Un optimisme qui, on l’espère, sera suffisant pour que les "skyrunners" reprennent leur vol à l’automne au-dessus du Tabor (2 389 mètres), du Piquet de Nantes (2 214 mètres) ou le passage des Oreilles de loup… autant de nids d’aigle enneigés qui ne voyaient autrefois passer que des alpinistes, et qui désormais voient défiler d’autres compétiteurs hors-norme, de vrais chevaliers du ciel… mais en baskets.

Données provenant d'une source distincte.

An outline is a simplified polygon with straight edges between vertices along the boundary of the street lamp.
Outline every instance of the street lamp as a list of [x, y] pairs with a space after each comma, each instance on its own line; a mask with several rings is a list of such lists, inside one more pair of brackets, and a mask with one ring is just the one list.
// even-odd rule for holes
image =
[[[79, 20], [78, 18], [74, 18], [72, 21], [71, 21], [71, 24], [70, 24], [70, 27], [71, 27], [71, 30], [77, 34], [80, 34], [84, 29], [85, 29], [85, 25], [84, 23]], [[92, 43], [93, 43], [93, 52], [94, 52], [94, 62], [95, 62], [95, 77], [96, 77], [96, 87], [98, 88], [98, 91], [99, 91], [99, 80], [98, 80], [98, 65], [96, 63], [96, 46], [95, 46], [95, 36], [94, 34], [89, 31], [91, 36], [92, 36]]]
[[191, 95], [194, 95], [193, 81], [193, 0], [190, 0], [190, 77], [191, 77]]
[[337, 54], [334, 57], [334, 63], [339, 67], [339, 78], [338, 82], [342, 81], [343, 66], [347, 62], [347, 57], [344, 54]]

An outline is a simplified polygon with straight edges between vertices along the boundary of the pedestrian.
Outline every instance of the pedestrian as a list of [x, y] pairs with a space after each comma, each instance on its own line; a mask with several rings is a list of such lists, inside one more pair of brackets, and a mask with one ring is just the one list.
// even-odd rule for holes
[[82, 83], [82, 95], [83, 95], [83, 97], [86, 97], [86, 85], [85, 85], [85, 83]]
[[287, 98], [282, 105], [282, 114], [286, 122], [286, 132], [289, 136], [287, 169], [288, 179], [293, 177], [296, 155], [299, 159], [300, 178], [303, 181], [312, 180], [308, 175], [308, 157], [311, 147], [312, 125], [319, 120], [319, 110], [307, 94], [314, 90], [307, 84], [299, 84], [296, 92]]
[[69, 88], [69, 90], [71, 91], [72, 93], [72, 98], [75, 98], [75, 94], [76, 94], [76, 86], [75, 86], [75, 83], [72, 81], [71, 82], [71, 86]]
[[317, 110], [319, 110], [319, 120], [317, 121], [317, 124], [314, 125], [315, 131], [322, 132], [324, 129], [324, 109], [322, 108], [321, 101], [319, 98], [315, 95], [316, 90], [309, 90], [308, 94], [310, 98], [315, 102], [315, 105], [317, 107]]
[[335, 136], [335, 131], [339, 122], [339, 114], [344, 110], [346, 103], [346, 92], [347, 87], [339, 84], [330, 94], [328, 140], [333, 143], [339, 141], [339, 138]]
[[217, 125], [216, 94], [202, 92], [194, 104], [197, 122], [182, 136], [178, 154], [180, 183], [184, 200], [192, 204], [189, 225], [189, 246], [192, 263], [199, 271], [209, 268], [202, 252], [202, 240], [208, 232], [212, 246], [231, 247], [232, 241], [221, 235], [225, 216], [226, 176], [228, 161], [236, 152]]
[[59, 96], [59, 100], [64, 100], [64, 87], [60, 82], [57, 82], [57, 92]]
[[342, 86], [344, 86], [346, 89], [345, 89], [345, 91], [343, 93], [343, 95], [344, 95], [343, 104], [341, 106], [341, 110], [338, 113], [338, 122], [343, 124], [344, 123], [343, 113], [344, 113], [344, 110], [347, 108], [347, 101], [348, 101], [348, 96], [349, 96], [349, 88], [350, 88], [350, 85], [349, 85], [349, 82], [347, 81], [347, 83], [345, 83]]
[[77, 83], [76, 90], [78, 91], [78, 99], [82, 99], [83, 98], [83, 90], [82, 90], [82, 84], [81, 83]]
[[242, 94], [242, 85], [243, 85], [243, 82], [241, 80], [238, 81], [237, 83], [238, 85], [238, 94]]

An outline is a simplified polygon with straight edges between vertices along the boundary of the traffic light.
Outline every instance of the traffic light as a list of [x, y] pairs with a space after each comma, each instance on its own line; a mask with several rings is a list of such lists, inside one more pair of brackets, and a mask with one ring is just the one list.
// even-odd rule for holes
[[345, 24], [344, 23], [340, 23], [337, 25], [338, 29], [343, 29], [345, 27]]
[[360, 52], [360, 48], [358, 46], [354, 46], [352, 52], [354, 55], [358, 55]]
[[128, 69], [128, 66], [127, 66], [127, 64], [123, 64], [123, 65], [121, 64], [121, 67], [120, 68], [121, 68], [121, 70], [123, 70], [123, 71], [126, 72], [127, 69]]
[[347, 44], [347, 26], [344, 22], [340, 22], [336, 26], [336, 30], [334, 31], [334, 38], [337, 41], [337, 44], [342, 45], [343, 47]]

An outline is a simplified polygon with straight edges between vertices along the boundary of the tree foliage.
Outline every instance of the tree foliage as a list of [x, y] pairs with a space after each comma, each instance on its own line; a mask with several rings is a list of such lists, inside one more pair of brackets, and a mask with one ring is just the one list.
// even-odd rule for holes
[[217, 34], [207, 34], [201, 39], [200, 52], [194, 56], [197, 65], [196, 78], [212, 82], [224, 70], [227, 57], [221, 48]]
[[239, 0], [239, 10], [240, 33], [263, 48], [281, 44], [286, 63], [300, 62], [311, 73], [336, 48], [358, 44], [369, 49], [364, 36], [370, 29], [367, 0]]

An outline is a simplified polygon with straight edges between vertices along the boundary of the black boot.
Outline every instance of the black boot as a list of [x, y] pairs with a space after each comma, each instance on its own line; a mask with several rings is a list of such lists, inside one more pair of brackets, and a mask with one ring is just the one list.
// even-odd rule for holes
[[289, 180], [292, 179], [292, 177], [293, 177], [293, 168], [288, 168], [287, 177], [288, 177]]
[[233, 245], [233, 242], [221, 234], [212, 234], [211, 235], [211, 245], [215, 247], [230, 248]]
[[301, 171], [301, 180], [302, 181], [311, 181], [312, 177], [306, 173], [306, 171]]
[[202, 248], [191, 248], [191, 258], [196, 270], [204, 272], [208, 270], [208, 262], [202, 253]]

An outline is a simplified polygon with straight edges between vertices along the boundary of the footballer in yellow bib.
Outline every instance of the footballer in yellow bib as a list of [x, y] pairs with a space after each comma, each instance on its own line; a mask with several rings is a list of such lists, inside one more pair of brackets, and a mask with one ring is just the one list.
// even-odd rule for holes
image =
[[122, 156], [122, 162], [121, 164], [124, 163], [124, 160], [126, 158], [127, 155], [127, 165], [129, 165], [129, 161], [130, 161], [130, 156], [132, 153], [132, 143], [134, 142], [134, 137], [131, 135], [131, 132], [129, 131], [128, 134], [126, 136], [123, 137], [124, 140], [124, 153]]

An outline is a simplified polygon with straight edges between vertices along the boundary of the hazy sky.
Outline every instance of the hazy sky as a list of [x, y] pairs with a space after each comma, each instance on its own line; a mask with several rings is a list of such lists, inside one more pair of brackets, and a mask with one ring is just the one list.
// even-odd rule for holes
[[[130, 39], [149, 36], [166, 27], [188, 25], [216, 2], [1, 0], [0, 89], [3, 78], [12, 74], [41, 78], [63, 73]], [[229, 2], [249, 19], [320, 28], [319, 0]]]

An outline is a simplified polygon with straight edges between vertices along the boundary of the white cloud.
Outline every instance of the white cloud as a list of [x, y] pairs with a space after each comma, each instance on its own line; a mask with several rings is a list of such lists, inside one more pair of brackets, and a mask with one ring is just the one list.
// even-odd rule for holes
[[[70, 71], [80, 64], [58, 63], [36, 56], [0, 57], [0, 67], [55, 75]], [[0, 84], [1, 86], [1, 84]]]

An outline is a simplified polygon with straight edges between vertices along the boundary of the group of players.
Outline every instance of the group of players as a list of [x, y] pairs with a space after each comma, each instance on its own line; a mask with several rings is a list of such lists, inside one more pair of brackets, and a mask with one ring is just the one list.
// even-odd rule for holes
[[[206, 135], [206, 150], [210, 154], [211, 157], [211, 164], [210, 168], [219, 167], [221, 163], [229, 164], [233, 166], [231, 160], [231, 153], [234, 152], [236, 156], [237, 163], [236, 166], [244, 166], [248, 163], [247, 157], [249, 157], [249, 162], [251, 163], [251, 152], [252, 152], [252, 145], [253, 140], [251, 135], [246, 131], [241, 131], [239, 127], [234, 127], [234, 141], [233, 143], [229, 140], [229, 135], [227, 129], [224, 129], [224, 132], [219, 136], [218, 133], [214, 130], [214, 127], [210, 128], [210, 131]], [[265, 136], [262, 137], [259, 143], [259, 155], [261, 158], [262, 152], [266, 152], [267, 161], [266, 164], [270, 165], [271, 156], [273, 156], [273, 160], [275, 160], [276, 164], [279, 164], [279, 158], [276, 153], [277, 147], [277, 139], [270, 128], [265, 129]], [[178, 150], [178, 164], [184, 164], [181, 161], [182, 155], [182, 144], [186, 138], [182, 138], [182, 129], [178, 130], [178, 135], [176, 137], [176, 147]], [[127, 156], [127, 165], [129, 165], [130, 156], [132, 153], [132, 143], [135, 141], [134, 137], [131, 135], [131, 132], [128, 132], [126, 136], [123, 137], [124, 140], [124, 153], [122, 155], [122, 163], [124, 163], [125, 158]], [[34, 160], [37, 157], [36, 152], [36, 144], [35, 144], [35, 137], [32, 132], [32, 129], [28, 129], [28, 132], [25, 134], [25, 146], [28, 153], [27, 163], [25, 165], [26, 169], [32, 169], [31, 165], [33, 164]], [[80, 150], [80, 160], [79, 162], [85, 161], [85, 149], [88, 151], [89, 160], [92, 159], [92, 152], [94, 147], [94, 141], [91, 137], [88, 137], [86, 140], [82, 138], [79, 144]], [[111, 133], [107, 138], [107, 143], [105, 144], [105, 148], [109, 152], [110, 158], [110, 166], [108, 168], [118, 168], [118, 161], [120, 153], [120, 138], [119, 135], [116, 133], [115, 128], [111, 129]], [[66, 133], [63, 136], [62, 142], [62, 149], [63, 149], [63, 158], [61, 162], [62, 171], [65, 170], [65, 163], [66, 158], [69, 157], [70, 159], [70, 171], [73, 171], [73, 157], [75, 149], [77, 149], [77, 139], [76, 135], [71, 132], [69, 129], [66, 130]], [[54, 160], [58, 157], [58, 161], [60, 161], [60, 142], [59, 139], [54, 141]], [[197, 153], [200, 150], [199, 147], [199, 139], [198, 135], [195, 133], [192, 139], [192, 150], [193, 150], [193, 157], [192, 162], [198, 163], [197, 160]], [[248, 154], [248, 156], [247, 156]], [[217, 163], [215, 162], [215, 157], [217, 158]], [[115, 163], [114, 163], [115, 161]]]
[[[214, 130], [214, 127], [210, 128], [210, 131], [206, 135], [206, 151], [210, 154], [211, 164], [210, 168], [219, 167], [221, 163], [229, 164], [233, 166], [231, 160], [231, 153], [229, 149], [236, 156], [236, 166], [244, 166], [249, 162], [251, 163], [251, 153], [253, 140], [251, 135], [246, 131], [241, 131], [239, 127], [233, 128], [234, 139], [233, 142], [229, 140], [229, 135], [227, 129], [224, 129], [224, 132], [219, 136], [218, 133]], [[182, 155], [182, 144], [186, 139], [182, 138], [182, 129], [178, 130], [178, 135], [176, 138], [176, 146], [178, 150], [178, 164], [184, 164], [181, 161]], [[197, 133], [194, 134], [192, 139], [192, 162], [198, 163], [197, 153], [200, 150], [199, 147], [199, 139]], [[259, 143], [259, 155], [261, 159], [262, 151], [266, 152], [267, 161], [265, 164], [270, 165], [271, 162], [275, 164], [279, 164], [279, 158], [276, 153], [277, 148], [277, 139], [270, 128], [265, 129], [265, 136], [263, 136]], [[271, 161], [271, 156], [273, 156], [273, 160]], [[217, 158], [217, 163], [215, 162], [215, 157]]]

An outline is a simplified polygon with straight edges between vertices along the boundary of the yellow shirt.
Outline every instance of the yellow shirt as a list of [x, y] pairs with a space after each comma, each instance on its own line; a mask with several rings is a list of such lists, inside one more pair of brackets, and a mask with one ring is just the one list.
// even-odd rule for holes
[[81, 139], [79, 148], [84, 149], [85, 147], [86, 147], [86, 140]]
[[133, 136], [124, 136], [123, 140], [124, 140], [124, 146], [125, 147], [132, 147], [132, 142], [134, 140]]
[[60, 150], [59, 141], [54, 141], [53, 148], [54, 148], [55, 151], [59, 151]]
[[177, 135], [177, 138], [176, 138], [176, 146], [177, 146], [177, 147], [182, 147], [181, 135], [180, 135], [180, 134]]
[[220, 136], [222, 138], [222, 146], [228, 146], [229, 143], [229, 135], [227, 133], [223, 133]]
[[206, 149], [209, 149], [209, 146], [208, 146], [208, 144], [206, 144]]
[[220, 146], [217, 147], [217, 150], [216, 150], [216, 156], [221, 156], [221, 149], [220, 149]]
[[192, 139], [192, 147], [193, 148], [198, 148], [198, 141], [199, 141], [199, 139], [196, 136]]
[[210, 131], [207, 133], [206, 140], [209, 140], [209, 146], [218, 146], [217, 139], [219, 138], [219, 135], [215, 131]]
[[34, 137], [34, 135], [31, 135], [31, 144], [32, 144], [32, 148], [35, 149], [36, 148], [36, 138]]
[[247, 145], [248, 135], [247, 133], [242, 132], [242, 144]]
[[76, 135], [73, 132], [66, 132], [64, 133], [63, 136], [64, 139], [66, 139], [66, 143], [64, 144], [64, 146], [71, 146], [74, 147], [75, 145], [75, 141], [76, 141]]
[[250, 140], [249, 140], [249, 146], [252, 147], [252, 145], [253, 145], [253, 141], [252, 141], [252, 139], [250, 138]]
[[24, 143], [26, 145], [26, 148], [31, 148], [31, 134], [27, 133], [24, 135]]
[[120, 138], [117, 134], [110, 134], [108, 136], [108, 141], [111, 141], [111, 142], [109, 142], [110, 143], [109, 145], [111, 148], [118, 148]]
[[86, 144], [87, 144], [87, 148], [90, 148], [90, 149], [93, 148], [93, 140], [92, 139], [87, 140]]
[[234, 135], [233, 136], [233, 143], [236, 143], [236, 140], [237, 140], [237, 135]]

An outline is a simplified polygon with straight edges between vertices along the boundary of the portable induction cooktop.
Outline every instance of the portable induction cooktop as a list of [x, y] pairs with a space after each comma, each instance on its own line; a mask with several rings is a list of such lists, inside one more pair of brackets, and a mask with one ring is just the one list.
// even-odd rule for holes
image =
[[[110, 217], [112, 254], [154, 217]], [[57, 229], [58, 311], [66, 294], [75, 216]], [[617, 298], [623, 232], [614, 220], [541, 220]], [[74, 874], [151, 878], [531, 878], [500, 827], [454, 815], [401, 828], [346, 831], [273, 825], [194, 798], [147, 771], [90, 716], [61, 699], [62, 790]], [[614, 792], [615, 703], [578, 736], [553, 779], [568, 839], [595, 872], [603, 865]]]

Le skyrunning c’est quoi ?
En une phrase : le skyrunning est au trail ce que le ski alpinisme est au ski de randonnée. C'est-à-dire une version extrême mais sur des formats assez courts, (25,5 kilomètres pour l’épreuve de l’an dernier, 19 pour la skyrace des Matheysins 2020), très aériens…Mais attention au fort ratio distance/dénivelé.
Pour dépasser les 2 000 mètres d’altitude en d’aussi courtes distances, il faut emprunter des pentes souvent vertigineuses, avec un solide pied montagnard, et évidemment sans la présence du public pour donner chaud au cœur.
Les spectateurs, souvent nombreux, attendent plus bas, et pas trop longtemps. A titre d’exemple, le vainqueur de la Skyrace des Matheysins 2019, le polonais Bartlomiej Przedwojewski n’a mis que 2 heures 35 minutes et 10 secondes pour parcourir ses 25,5 kilomètres et 2 000 mètres de dénivelé positif.
Quant au parcours prévus pour l’édition 2020, reporté au 17 et 18 octobre, il comptera 18,5 kilomètres et 1 200 mètres de dénivelé positif.
Notez qu’une ronde des marmottes et différentes courses pour enfants auront également lieu pendant le week-end.